Infected Eye – Symptoms and Treatments of Eye Infections
Bacteria and virus are the most common roots of eye infections, which can occur in any part of the eyeball or around the eyes. The most fundamental way to prevent these conditions is to keep the hands clean by washing them regularly with soap and water.
Infected Eye – Types of Diseases
Hordeolum or external stye may be caused by Staphylococcus aureus bacteria or a buildup in the oil glands at the eyelashes. This form of infected eye may also stem from lack of hygiene and repeated rubbing of the eyes, poor nutrition or lack of sleep. While this infection is characterized by a red bump outside the eyelids, conjunctivitis is diagnosed when the outer layer of the eye or the inner part of the eyelids turn pink because of inflammation. This condition can bring about itchiness and fluid discharge from the eyes, usually caused by a strain of virus, bacteria or certain chemicals. An infected eye in which the cornea is inflamed is called keratitis. It leads to vision impairment and moderate to intense pain in the affected area. Amoeba or fungi could cause keratitis, aside from viral and bacterial strains.

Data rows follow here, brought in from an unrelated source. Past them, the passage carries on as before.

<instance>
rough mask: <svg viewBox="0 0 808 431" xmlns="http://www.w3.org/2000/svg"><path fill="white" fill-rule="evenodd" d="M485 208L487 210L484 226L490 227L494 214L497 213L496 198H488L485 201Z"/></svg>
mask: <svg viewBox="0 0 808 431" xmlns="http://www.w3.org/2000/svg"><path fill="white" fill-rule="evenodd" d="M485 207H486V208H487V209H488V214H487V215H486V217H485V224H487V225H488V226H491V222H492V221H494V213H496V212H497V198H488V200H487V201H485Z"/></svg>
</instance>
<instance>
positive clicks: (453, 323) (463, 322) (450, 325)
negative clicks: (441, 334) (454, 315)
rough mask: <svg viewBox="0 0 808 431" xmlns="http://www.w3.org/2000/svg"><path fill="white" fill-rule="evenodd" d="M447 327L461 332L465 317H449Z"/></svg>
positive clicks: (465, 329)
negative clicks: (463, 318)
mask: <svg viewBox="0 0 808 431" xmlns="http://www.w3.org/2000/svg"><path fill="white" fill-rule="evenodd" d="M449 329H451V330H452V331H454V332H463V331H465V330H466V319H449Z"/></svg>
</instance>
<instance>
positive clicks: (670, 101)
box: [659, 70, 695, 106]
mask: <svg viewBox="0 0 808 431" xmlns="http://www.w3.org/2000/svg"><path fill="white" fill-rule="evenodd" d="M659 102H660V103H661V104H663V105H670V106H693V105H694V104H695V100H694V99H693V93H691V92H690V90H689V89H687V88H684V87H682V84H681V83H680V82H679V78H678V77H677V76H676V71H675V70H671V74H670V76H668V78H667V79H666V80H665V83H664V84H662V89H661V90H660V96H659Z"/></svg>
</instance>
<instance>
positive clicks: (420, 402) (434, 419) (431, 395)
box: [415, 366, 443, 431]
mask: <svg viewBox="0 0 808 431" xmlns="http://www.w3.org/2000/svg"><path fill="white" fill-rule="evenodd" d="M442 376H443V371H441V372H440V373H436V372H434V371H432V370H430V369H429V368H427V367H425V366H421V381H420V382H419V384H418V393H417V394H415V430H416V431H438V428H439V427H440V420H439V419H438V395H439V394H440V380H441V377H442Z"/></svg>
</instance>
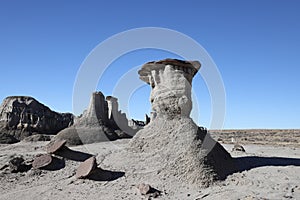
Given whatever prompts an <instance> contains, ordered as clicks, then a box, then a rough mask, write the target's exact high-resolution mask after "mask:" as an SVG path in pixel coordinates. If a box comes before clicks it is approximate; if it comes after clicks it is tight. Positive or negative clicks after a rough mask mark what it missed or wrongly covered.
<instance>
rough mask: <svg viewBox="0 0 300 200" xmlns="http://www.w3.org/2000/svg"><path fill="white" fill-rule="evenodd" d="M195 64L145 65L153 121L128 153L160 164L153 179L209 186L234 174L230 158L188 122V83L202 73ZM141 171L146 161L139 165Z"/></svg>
mask: <svg viewBox="0 0 300 200" xmlns="http://www.w3.org/2000/svg"><path fill="white" fill-rule="evenodd" d="M200 66H201V65H200V63H199V62H197V61H192V62H190V61H181V60H174V59H166V60H161V61H157V62H149V63H146V64H145V65H143V66H142V69H141V70H140V71H139V75H140V79H141V80H143V81H145V82H146V83H148V84H149V85H151V87H152V91H151V95H150V101H151V105H152V110H153V113H152V117H151V121H150V123H149V124H148V125H146V126H145V127H144V129H142V130H140V131H139V132H138V133H137V134H136V135H135V136H134V137H133V138H132V140H131V142H130V148H129V150H131V151H133V152H136V153H137V152H143V153H148V154H149V156H151V157H156V158H157V159H159V160H160V161H161V163H162V165H161V169H160V170H159V171H160V173H158V175H157V176H159V178H161V179H166V178H167V177H169V176H175V177H177V178H178V179H179V180H182V181H184V182H187V183H190V184H195V185H197V186H208V185H209V184H211V183H213V182H214V181H215V180H220V179H225V178H226V176H227V175H228V174H230V173H231V172H233V171H234V169H235V165H234V163H233V159H232V158H231V156H230V154H229V153H228V152H227V151H226V150H225V149H224V148H223V147H222V146H221V145H220V144H219V143H217V142H216V141H214V140H213V139H212V138H211V137H210V136H209V134H208V133H207V130H206V129H204V128H201V127H198V126H197V125H196V124H195V123H194V122H193V120H192V119H191V118H190V112H191V109H192V101H191V83H192V79H193V76H194V75H195V74H196V73H197V71H198V70H199V69H200ZM140 164H141V165H145V168H147V166H148V165H149V163H147V161H141V163H140Z"/></svg>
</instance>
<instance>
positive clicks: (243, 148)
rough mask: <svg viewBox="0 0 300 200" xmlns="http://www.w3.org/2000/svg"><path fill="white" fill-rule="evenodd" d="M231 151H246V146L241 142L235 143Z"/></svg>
mask: <svg viewBox="0 0 300 200" xmlns="http://www.w3.org/2000/svg"><path fill="white" fill-rule="evenodd" d="M231 151H241V152H246V151H245V149H244V147H243V146H242V145H240V144H235V145H234V146H233V148H232V150H231Z"/></svg>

Eye Infection Symptoms – Basics
A lot of eye infections have obvious signs, including redness and itchiness. Some common eye infection symptoms include fluid or mucus discharge or tearing, swelling and a burning sensation. Blepharitis, a common eye disorder, triggers light sensitivity and a sandy sensation when the eyes are open. Bacterial conjunctivitis and staphylococcal blepharitis can lead to scaling and crusting on the surrounding skin of the eye or along the eyelashes. Stye patients might exhibit most of these eye infection symptoms, in addition to discomfort during blinking and irritability of the eyes. The eyelids may seem droopy, and the eyes may be abnormally tender when touched.

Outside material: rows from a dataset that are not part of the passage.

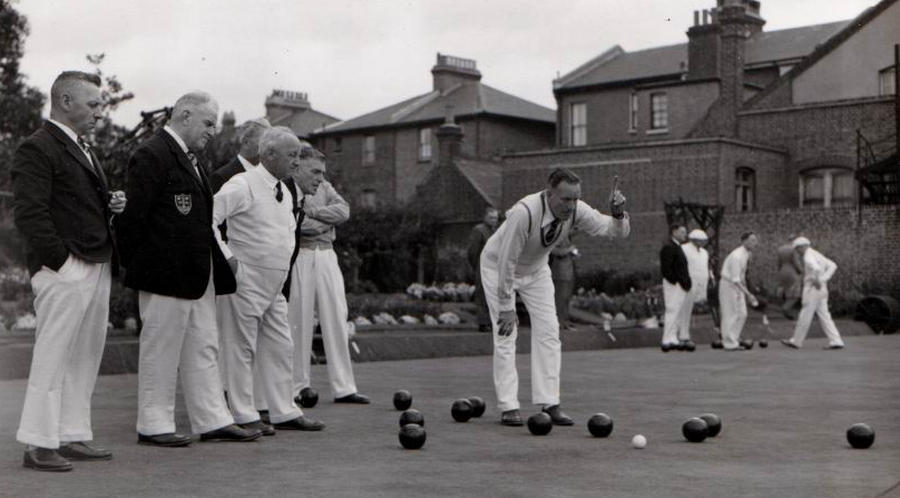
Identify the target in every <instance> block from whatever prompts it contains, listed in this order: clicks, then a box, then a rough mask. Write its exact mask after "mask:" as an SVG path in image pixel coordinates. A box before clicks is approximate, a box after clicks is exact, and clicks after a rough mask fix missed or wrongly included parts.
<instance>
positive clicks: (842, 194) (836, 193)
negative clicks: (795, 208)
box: [800, 168, 856, 207]
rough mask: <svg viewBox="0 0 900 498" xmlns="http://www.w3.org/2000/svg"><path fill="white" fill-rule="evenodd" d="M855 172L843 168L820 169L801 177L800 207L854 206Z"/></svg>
mask: <svg viewBox="0 0 900 498" xmlns="http://www.w3.org/2000/svg"><path fill="white" fill-rule="evenodd" d="M855 188H856V184H855V182H854V181H853V172H852V171H850V170H847V169H843V168H819V169H814V170H811V171H806V172H804V173H802V175H801V176H800V207H804V206H820V207H831V206H840V205H846V204H852V203H853V200H854V189H855Z"/></svg>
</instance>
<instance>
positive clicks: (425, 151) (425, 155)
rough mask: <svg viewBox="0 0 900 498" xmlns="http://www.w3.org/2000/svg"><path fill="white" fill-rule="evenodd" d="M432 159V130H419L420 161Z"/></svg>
mask: <svg viewBox="0 0 900 498" xmlns="http://www.w3.org/2000/svg"><path fill="white" fill-rule="evenodd" d="M430 159H431V128H422V129H421V130H419V160H420V161H428V160H430Z"/></svg>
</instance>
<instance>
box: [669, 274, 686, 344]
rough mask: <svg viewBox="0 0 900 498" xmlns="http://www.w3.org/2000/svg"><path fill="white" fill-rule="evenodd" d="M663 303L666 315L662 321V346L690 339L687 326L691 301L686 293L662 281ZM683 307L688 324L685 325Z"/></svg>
mask: <svg viewBox="0 0 900 498" xmlns="http://www.w3.org/2000/svg"><path fill="white" fill-rule="evenodd" d="M663 302H664V303H665V305H666V314H665V317H664V319H663V324H664V325H663V339H662V343H663V344H669V345H671V344H678V341H679V340H685V341H686V340H688V339H690V337H691V336H690V334H689V333H688V325H689V324H690V319H691V318H690V309H692V308H693V301H692V300H691V298H690V296H689V295H688V293H687V291H685V290H684V289H682V288H681V286H680V285H678V284H671V283H669V281H668V280H666V279H663ZM685 306H688V307H689V308H688V310H687V313H688V318H687V321H688V323H687V324H685V320H684V314H685V311H686V310H685Z"/></svg>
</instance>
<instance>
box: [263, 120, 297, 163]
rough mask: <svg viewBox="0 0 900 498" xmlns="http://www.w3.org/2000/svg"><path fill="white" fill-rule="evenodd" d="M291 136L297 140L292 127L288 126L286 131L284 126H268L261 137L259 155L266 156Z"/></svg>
mask: <svg viewBox="0 0 900 498" xmlns="http://www.w3.org/2000/svg"><path fill="white" fill-rule="evenodd" d="M291 138H293V139H294V140H296V139H297V136H296V135H294V132H293V130H291V129H290V128H288V131H285V130H284V127H283V126H276V127H274V128H267V129H266V131H264V132H263V134H262V136H261V137H259V156H260V157H264V156H265V155H266V154H268V152H269V151H270V150H272V149H275V148H277V147H278V145H280V144H281V143H282V142H284V141H285V140H288V139H291Z"/></svg>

Eye Infection Treatment – Options
Ointments and other topical creams with antibiotic are usually prescribed when it comes to eye diseases. A basic eye infection treatment is eye drops with saline, which sometimes contains non-steroidal anti-inflammatory compounds, prostaglandins, antihistamines, or beta receptor blockers. Different types of conjunctivitis and dry eyes are addressed using antibiotic eye drops or artificial tears. Side effects of these eye drops include brief stinging, changes in the color of the iris or the eyelid skin. Some of these products have also shown to stimulate growth of eyelashes. In the event that this form of treatment does not suit the patient, oral formulations of antibiotics or antivirals are prescribed.